И вдруг, глядя на одуванчик, я понял, что вижу его полностью, а не только ту часть, что над землей!

Не знаю, сколько времени я смотрел на него, пока до меня это дошло. И я не уверен, что "видеть" — это точное слово. "Знать", наверное, правильней. Я знал, как растет в земле большое корневище одуванчика и как от него отходят ворсистые корешки; я знал, куда тянутся все эти корни и как они впитывают воду и минералы из земли, как в корнях образуются запасы и как одуванчик использует солнечный свет, чтобы сделать из них для себя пищу. Но самое смешное во всем этом было-то, что ничего такого я раньше не знал.

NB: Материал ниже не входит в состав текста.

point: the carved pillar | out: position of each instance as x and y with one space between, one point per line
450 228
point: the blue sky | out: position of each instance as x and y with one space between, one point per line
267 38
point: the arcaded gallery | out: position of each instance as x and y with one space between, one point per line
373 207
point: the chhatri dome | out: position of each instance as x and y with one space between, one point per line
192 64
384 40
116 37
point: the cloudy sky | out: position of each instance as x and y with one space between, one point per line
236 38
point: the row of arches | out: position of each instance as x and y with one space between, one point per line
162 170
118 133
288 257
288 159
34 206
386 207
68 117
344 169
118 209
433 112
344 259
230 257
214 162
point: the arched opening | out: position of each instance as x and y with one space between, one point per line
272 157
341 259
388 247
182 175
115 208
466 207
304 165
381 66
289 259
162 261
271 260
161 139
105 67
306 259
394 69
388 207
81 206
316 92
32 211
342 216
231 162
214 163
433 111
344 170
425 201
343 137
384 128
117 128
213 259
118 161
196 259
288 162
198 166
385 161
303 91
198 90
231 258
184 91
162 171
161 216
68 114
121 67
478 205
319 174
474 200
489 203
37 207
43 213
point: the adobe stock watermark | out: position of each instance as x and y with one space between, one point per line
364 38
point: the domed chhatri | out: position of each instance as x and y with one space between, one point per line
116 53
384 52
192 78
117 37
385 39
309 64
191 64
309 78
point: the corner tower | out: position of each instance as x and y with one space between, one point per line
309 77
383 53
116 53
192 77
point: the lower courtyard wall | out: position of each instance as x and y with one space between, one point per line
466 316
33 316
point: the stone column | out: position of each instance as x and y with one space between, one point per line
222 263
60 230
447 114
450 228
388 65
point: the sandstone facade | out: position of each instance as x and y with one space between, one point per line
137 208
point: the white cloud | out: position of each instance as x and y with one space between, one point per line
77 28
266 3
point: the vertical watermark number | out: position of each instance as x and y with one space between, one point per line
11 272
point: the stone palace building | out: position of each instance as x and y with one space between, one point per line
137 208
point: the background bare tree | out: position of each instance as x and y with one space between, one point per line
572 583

Я смотрел на другие растения и видел то же самое. Я подумал, не случилось ли у меня что-нибудь с глазами и не стоит ли мне оторваться от растений и посмотреть куда-нибудь вдаль. Так я и сделал, и все прошло.

Но когда я снова попытался увидеть корень одуванчика, я его увидел, как и в прошлый раз.

Я сел на землю и задумался. Почему раньше я ничего такого не видел, а теперь вижу? Размышляя об этом, я посмотрел в ручей и попытался увидеть, что там, в глубине. И увидел — ясно, как Божий день. Я заглянул на самое дно ямы, пошарил по всем закоулкам и знал теперь, где лежат большие голавли — больше, чем все рыбы в этом ручье.

Увидев, что моя наживка зависла далеко от рыб, я подвел ее прямо к носу самой большой. Но она будто и не заметила этого, а если и заметила, то не была голодной. Она шевелила своими плавниками и раздувала жабры.

Я опускал удочку, пока наживка не ударила ее по носу, но и это не подействовало.

И тогда я сделал ее голодной.

Не спрашивайте меня, как я это сделал. Я не знаю. Просто я как-то сразу понял, что могу, и как это делается. В общем, я сделал ее голодной, и она набросилась на наживку, как Джига на кость.